SpaceX could soon raise gobs of money through an IPO, possibly only months away, in a blockbuster deal that could set Wall Street records.
- The question is whether Musk just made that more difficult.
Zoom in: SpaceX generated around $8 billion in Ebitda last year, a key profit measure for investors, Reuters reported last week, citing people familiar with the private company's results. That's derived from revenue from its Starlink satellites and government contracts.
- But while xAI sells Grok subscriptions — it's said to be losing crushing amounts of cash.
What they're saying: "It's very much on investors' minds," Michael Sobel, co-founder and president of Scenic Management, told The Information.
- "If it was a clean SpaceX IPO, everyone is super stoked. If it's a multimerger combination of companies, they're curious and eager and mostly trust [Musk], but they're like 'Hmmm.'"
Others see a pitch. "It shifts the valuation story from a rocket company to a critical infrastructure plus platform business," according to Ali Javaheri, senior emerging spaces analyst at PitchBook.
- "The underappreciated angle is that connectivity, data, and compute are converging into a single stack where launch, global broadband, defense applications, and AI workloads reinforce each other," he added.
The intrigue: This wouldn't be the first time Musk arranged a merger that salvaged a money-losing operation in the name of a far-off vision.

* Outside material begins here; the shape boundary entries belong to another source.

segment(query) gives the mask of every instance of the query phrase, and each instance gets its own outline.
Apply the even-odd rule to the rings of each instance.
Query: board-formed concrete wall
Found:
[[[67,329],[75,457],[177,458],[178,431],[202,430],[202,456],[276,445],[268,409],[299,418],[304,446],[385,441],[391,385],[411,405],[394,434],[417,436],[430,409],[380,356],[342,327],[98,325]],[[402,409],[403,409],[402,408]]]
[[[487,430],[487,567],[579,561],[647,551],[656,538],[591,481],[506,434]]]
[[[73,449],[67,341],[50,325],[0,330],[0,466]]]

- In 2016, Tesla acquired Musk's SolarCity in a $2.6 billion deal, scooping up a debt-laden business based on his vision for "solving the sustainable energy problem" in a deal that drew legal scrutiny.
- Today, solar is a minor part of Tesla's business, though Musk continues to champion it as a solution to future AI energy needs.
The bottom line: Musk's obsession with the future is driving stratospheric valuations — but it's the present that will determine the outcome.
- "I think it's pretty easy to let vision and imagination to go wild, but what has to happen is there needs to be discipline around how much and what it's going to take to actually execute that in a way that is aligned to shareholder values," Otto says.